Study finds brain only intervenes in walking when discoordination exceeds a certain threshold

Walking is an activity that is often taken for granted. Most people assume that they can multitask, walking and chewing gum, without much effort. That’s because each leg can move rhythmically, independently of the other, under the control of its side of the spinal cord.

However, the human brain’s ability to coordinate gait so that a walker’s legs are half a step apart, called an “antiphase relationship,” is not so simple when an obstacle or asymmetry occurs, such as a curve in the path. A better understanding of how a normal walking cadence is maintained could lead to improved rehabilitation techniques for patients who have suffered traumatic brain injury or other neurological problems.

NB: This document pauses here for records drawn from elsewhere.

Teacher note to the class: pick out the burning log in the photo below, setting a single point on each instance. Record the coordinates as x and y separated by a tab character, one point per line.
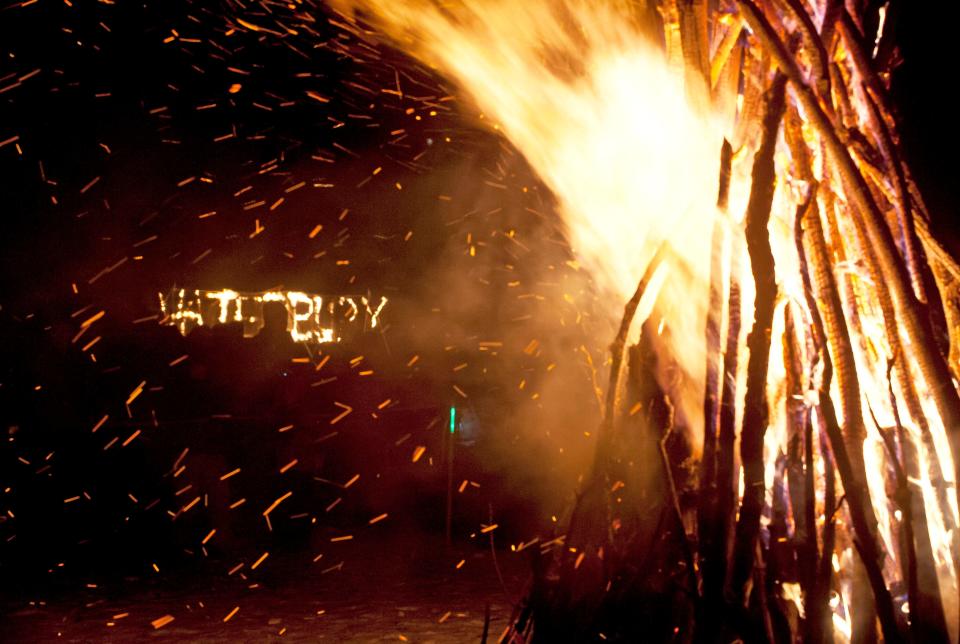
847	278
755	403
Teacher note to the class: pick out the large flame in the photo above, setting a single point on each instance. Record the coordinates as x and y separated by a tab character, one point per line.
605	119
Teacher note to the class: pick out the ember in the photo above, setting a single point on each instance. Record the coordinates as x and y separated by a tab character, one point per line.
768	449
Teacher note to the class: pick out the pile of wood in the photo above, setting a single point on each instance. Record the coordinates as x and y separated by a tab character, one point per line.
739	541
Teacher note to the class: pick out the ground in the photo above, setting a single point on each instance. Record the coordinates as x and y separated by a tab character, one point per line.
405	589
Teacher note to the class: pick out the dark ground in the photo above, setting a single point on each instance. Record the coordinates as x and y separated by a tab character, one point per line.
397	587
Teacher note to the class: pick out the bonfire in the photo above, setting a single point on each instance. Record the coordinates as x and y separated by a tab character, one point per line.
777	457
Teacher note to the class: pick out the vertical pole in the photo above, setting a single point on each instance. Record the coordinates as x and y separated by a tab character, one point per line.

In a study published in Biology of communicationsResearchers at Osaka University collected kinematic data from healthy patients walking on a treadmill that was occasionally disrupted by a sudden change in speed. This resulted in a momentary loss of the antiphase relationship, but it was quickly restored when the subjects reoriented their walking movements. The data from this experiment were analyzed using a mathematical model of two coupled oscillators—similar to two pendulums connected by a spring—as well as a Bayesian inference method.

This approach allowed the researchers to calculate the most likely function that represents how the brain applies its control to coordinate leg movements. To further simplify the problem, phase reduction theory was applied, which assumes that the perturbed system returns to a regular periodic solution, called a limit cycle.

“Using Bayesian inference allowed us to infer the control of leg coordination in a quantitative way,” says the study’s lead author, Takahiro Arai.

Surprisingly, the researchers found that relative phase is not actively controlled by the brain until the deviation from the correct antiphasic orientation exceeds a certain threshold. In other words, the brain does not actively intervene to coordinate the relative position of the legs until they are offset by a certain amount. The researchers suggest that not requiring constant application of control improves both energy efficiency and maneuverability.

“From our model, we see that the brain is neither too controlling, which would limit our ability to overcome obstacles and also consume a lot of brain power, nor too lax, which could lead to a fall when the legs become too disordered,” says lead author Shinya Aoi.

This research could prove important in helping to improve walking in older people or people who have suffered the neurological effects of stroke or Parkinson’s disease. It could also lead to the development of physical aids that would help people walk more naturally.